Sapienza NLP has 3 papers accepted at EMNLP 2022! Check out our works on Semantic Role Labeling with Definition Modeling, Machine Translation Evaluation, and Euphemism detection! Here's the list of the EMNLP 2022 accepted papers:

  • Semantic Role Labeling Meets Definition Modeling: Using Natural Language to Describe Predicate-Argument Structures
  • MATESE: Machine Translation Evaluation as a Sequence Tagging Problem
  • EUREKA: EUphemism Recognition Enhanced through Knn-based methods and Augmentation


Semantic Role Labeling Meets Definition Modeling: Using Natural Language to Describe Predicate-Argument Structures

by S. Conia, E. Barba, A. Scirè, and R. Navigli

One of the common traits of past and present approaches for Semantic Role Labeling (SRL) is that they rely upon discrete labels drawn from a predefined linguistic inventory to classify predicate senses and their arguments. However, we argue this need not be the case. In this paper, we present an approach that leverages Definition Modeling to introduce a generalized formulation of SRL as the task of describing predicate-argument structures using natural language definitions instead of discrete labels. Our novel formulation takes a first step towards placing interpretability and flexibility foremost, and yet our experiments and analyses on PropBank-style and FrameNet-style, dependency-based and span-based SRL also demonstrate that a flexible model with an interpretable output does not necessarily come at the expense of performance. We release our software for research purposes at https://github.com/SapienzaNLP/dsrl .
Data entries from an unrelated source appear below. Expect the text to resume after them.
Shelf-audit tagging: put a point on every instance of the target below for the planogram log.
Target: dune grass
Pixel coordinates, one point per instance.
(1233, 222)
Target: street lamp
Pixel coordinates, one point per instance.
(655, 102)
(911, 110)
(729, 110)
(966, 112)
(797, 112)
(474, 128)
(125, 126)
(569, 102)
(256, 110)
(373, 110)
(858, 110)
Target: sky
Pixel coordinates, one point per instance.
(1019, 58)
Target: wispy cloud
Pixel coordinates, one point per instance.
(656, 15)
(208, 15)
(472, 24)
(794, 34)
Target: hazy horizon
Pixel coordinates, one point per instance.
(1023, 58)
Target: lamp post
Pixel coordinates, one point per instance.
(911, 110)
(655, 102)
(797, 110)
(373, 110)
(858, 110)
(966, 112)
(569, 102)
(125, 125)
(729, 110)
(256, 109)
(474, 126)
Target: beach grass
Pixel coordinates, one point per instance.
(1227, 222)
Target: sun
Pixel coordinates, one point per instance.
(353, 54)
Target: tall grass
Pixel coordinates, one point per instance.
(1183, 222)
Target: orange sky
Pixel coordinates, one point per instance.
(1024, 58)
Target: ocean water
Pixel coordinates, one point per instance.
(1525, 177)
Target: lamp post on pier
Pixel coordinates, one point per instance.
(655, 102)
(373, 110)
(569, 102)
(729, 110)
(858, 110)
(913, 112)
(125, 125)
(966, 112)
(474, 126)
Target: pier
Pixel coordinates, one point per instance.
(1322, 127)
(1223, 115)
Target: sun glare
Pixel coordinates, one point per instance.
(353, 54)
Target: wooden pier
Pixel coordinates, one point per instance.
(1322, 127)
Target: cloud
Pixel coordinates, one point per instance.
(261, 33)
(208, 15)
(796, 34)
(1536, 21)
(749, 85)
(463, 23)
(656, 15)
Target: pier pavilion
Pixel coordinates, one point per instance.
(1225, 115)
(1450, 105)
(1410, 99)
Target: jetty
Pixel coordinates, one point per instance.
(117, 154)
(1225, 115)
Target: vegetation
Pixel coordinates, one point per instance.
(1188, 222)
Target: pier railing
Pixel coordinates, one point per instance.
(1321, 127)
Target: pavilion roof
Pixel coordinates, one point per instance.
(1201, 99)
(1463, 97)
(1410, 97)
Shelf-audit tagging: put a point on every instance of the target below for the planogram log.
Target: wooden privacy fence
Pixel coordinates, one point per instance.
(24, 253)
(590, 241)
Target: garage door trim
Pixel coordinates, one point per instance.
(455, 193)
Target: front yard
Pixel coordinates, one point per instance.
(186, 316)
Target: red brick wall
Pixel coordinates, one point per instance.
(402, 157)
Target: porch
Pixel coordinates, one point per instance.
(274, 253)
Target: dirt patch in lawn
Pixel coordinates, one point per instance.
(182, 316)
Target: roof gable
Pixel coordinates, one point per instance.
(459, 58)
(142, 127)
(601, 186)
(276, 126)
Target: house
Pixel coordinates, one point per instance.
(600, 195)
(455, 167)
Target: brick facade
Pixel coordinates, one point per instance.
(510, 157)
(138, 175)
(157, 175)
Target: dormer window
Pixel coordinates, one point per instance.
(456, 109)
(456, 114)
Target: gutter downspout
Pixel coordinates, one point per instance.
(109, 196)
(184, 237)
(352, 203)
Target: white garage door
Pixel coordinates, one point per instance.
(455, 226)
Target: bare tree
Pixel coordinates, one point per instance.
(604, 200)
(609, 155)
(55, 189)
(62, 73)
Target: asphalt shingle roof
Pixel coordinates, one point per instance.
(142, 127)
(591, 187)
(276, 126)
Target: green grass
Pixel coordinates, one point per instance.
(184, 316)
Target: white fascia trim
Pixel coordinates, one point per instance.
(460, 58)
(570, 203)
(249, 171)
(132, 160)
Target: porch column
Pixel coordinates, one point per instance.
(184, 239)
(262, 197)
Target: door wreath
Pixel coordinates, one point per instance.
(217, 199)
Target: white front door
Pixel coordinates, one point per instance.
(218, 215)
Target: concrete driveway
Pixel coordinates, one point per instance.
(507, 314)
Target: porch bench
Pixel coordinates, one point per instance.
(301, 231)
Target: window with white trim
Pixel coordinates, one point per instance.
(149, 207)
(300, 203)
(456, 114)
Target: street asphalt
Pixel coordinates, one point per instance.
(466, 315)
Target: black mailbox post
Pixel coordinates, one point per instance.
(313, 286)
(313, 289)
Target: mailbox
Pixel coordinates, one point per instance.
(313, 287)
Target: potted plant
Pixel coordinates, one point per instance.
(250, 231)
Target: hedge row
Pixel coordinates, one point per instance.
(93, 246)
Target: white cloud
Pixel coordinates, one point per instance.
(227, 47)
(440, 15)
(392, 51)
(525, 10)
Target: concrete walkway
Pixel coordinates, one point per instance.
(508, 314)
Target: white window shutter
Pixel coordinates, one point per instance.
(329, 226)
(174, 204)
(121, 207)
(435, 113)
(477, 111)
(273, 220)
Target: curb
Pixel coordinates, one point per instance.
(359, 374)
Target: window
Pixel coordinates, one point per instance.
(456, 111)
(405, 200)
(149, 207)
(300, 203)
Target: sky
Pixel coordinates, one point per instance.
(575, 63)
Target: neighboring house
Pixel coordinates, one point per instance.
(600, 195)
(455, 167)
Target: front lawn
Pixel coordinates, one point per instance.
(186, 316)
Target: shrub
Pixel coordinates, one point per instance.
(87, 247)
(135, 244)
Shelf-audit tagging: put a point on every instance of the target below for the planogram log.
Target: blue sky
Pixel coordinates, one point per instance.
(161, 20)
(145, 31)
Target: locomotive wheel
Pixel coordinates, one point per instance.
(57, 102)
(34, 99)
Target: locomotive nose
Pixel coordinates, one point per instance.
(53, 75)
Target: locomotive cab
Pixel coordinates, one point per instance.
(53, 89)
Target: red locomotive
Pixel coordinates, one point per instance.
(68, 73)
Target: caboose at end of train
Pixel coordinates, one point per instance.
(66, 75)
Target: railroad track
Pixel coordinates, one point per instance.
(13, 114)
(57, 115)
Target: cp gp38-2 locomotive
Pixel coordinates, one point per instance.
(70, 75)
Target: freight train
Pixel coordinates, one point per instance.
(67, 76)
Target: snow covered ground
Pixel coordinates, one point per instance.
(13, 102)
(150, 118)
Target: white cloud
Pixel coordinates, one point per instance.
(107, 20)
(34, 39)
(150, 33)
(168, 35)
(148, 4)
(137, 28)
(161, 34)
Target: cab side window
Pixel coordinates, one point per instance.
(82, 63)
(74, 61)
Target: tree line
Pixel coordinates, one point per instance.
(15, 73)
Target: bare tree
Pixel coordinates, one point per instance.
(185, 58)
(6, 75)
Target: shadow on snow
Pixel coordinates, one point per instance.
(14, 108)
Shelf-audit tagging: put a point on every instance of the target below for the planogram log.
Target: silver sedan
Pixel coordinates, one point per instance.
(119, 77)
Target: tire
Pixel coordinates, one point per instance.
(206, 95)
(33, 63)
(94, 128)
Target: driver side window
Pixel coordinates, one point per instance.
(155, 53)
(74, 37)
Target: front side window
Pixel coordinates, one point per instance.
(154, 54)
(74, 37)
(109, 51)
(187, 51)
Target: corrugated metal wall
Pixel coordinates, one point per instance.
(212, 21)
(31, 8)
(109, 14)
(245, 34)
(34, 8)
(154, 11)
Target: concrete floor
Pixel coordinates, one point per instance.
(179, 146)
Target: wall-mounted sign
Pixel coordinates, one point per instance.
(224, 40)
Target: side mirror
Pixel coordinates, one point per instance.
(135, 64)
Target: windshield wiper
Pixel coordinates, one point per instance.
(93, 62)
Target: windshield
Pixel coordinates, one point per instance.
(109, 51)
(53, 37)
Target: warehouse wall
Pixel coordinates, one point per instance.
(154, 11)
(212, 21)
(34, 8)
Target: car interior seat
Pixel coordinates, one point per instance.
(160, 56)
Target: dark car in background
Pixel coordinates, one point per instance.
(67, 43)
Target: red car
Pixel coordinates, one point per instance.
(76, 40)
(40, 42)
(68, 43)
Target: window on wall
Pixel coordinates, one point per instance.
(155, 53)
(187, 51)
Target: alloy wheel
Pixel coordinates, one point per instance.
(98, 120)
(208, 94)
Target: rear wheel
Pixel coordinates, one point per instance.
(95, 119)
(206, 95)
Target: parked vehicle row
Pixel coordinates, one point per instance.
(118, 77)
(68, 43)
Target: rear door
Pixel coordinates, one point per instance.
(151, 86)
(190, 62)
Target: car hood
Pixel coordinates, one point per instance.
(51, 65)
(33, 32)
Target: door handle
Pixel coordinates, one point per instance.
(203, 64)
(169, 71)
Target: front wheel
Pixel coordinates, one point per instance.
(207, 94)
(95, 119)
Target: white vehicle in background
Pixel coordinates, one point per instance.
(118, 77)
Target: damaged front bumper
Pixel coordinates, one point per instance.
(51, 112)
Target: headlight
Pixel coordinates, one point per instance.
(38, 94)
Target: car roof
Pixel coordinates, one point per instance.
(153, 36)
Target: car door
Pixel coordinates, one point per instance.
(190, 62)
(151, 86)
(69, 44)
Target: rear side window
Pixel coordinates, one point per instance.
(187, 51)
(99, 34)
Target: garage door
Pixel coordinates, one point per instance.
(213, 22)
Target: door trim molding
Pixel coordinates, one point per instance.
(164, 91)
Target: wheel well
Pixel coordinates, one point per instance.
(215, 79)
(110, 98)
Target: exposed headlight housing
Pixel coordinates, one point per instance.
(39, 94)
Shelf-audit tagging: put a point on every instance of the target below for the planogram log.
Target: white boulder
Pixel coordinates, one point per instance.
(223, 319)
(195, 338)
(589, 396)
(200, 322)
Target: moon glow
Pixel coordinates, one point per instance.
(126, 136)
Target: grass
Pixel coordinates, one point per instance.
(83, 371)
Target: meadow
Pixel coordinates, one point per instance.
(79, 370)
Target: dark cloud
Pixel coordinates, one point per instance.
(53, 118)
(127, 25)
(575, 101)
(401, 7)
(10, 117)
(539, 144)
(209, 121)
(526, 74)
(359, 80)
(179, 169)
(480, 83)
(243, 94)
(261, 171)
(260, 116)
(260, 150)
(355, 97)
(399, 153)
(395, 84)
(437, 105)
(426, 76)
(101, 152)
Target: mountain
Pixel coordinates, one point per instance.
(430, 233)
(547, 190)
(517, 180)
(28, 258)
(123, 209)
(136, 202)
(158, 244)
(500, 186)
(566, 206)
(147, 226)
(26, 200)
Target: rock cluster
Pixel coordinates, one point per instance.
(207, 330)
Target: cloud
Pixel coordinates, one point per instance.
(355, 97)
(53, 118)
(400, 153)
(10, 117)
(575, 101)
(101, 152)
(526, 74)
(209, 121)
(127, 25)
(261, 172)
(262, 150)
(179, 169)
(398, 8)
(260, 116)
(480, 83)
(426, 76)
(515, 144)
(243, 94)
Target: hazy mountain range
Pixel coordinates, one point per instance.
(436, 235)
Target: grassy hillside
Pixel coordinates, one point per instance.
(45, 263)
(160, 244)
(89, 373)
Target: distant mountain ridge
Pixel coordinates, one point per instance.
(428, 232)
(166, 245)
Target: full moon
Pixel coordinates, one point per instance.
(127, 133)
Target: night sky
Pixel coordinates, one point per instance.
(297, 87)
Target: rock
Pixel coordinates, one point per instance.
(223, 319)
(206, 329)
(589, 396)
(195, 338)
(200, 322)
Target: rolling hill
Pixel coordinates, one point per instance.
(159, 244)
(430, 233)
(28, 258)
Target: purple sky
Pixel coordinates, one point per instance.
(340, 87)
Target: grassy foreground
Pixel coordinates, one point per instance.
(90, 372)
MATESE: Machine Translation Evaluation as a Sequence Tagging Problem

by S. Perrella, L. Proietti, A. Scirè, N. Campolungo, and R. Navigli

Starting from last year, WMT human evaluation has been performed within the Multidimensional Quality Metrics (MQM) framework, where human annotators are asked to identify error spans in translations, alongside an error category and a severity. In this paper, we describe our submission to the WMT 2022 Metrics Shared Task, where we propose using the same paradigm for automatic evaluation: we present the MATESE metrics, which reframe machine translation evaluation as a sequence tagging problem. Our submission also includes a reference-free metric, denominated MATESE-QE. Despite the paucity of the openly available MQM data, our metrics obtain promising results, showing high levels of correlation with human judgements, while also enabling an evaluation that is interpretable. Moreover, MATESE-QE can also be employed in settings where it is infeasible to curate reference translations manually.


Eureka: EUphemism Recognition Enhanced Through KNN-based Methods and Augmentation

by S. S. Keh, R. Bharadwaj, E. Liu, S. Tedeschi, V. Gangal, and R. Navigli

We introduce EUREKA, an ensemble-based approach for performing automatic euphemism detection. We (1) identify and correct potentially mislabelled rows in the dataset, (2) curate an expanded corpus called EuphAug, (3) leverage model representations of Potentially Euphemistic Terms (PETs), and (4) explore using representations of semantically close sentences to aid in classification. Using our augmented dataset and kNN-based methods, EUREKA1 was able to achieve state-of-the-art results on the public leaderboard of the Euphemism Detection Shared Task, ranking first with a macro F1 score of 0.881.